Los activos sustentables, que habían nacido como un elemento de la agenda global que concernía tan sólo a la superestructura de las naciones del primer mundo, hoy ha comenzado a permear de manera incipiente en una Latinoamérica sin otra estrategia a mano que la de tomar un atajo sin escalas hacia la Cuarta Revolución Industrial para no transformarse en un desteñido club de estados fallidos. Según los datos de Bloomberg (abril 2021) la participación latinoamericana en bonos verdes representa apenas un 1 por ciento de las emisiones globales en este tipo de activos, pero presenta muchas oportunidades para la región y crea expectativas crecientes por los espacios no contaminados de la región y un interés real por las inversiones de este tipo.

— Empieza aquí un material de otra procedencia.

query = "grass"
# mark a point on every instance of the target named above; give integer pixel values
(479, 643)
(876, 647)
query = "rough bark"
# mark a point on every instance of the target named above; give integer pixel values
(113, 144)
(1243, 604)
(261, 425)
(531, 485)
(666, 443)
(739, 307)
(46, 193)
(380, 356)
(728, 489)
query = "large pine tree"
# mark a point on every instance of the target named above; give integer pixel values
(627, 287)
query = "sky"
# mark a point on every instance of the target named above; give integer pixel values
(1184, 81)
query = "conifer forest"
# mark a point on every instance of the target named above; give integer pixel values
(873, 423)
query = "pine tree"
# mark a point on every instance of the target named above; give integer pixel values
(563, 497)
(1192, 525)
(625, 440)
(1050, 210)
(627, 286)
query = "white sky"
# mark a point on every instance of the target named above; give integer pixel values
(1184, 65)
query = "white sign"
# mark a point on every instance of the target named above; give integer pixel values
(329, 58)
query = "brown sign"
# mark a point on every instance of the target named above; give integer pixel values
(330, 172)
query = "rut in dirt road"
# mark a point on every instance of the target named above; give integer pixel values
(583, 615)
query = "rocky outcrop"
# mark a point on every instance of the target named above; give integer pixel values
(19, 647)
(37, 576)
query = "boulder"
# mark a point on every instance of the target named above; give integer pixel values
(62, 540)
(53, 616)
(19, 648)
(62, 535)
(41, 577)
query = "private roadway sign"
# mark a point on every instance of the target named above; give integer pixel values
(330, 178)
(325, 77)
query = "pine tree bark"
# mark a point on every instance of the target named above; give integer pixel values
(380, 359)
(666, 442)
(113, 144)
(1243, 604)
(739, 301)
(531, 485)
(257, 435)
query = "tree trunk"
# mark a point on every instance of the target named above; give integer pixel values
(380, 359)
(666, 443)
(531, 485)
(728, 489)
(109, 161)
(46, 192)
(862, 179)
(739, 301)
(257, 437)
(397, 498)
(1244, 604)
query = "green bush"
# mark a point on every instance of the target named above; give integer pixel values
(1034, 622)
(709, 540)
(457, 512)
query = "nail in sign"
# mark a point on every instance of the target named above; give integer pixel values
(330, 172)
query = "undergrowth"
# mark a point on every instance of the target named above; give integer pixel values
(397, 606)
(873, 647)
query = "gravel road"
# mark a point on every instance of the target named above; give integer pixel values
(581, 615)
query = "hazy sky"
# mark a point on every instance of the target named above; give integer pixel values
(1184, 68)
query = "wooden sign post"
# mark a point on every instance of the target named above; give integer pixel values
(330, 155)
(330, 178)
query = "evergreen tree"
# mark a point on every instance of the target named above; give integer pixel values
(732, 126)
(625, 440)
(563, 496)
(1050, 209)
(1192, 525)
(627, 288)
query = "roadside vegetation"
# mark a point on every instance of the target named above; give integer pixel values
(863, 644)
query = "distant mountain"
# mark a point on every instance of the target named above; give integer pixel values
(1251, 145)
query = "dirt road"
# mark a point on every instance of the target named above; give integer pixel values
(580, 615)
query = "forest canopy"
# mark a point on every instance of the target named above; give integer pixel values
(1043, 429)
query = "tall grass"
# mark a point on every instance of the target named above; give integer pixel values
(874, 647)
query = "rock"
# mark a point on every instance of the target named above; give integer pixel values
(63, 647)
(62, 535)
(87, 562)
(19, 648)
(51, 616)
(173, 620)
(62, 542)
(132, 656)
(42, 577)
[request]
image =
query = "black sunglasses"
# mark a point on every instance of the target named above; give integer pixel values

Las dos caras de la nueva moneda nos invitan a mostrarnos esperanzados y, al mismo tiempo, muy cautos. Porque si bien es cierto que “la única verdad es la realidad”, la revolución tecnológica nos ofrece, por ahora, varias realidades posibles, y llegar tarde a cualquiera de ellas equivale a dejar que esa realidad nos lleve puestos. Ya sea una burbuja de buenas intenciones hecha a la medida del credo progresista de Mayo del 68 y destinado al fracaso, o un fenómeno real y tangible destinado a pervivir en el largo plazo, habrá que estar tan atentos al efecto de estos bonos como lo estamos frente al auge de las criptomonedas: puede que ambos sean una fiebre pasajera o el comienzo de un paradigma nuevo e irreversible con infinitas posibilidades para nuestro joven continente.